John L. Hart died 6 February 1963 at Mercy Hospital. Per his death certificate, he was born 28 January 1901 in Wilson County to Benjamin Hart and Temie Ann Jones; was a minister; lived at 1200 Washington Street; and was married to Elouise Hart.
George Hart died 30 September 1971 in Wilson. Per his death certificate, he was born 6 February 1911 to Ben Hart and Tempie Jones; worked as a cabdriver; resided at 104 North Reid, Wilson; and was married to Lutoria Hinnant Hart.
The Girl Scouts — Mildred Mincey, Cleo Taylor, Louise Holiday, Joyce Walker, Joan Wright, Thelma Weaver, Betty Mincey, Bella Mildred Gilchrist, Barbara Hodges, Brownie Moore, Ruth Hart, Helen Barnes, Hattie M. Henderson, Marjorie Taylor, Clara Cannon, Selma Brown, Vilma Dew, Jean Wynn, Myrtle Lynch, Mary Morris, Barbara Hodges, Evangeline Reid, Barbara Jones.
In the 1930 census of Wilson, Wilson County: at 502 East Vance Street, oil mill laborer William Clark, 27; wife Katie, 27, laundress; and children Romane, 6, Jeroline, 2, and Elaine, 4.
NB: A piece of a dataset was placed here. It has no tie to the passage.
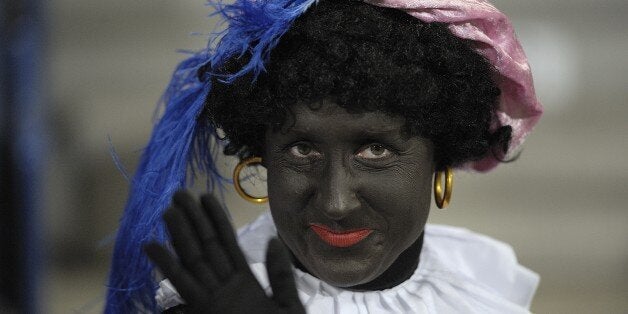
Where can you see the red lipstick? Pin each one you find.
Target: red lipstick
(340, 238)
In the 1940 census of Wilson, Wilson County: at 502 East Vance Street, fertilizer factory laborer William Clark, 37; wife Katie E., 37, laundress; and children Romaine, 16, Elaine, 14, Geraldine, 12, Arthur E., 8, Addie E., 5, and William T., 2.
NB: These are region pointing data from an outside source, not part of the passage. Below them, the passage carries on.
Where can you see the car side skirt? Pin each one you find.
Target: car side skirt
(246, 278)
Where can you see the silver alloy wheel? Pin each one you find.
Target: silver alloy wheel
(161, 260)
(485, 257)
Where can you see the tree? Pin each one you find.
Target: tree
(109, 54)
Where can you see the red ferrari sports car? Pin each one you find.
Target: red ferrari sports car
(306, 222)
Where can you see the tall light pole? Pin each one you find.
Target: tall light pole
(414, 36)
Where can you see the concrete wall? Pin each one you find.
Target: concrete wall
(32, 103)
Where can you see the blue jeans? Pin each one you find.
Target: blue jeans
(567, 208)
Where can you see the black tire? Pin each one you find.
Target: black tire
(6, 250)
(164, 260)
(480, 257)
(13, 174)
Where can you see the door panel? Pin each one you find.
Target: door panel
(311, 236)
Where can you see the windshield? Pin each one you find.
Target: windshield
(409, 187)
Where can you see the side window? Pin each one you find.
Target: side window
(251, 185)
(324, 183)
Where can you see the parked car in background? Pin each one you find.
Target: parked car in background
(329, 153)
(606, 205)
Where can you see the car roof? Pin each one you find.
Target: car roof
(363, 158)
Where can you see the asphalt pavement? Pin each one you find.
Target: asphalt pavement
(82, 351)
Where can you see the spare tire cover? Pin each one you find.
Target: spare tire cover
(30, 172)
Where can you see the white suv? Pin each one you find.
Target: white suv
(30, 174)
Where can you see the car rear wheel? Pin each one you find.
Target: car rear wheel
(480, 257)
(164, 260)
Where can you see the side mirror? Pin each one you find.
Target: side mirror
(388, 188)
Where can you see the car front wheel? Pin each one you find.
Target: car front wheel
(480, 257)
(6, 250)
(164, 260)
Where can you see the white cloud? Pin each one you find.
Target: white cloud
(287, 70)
On 25 January 1958, Rebecca Elaine Clark, 31, and Gilbert Joseph Carter, 27, both of High Point, North Carolina, were married in Wilson by Catholic priest Peter A. Washington in the presence of Jual Peacock Anderson, William Franklin Pitts and William Clark.
Elaine Clark Carter died 16 February 2004.
Mattie Ruth Hart
In the 1930 census of Toisnot township, Wilson County: Grover Hart, 34; wife Mamie, 30; and children William, 11, Rosa L., 9, Addie B., 7, Mattie, 5, and Grover C., 2 months.
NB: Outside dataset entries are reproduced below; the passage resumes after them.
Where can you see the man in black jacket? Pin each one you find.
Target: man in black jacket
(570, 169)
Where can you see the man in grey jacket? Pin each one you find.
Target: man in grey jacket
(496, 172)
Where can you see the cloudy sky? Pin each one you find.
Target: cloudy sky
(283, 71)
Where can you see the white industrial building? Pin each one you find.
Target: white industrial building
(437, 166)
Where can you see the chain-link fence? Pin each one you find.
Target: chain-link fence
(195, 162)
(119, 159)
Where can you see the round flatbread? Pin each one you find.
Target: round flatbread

In the 1940 census of Toisnot township, Wilson County: farm operator Grover Hart, 41; wife Mamie, 41; and children Rosa Lee, 18, Addie Blanche, 17, Mattie Ruth, 16, and Grover Clifton, 10.
On 2 September 1955, Mattie Ruth Hart, 29, of Elm City, daughter of Grover L. and Annie E. Hart, married Webster Norman Jr., 28, son of Grover Newman Sr. and Beulah M. Miller, of Fayetteville.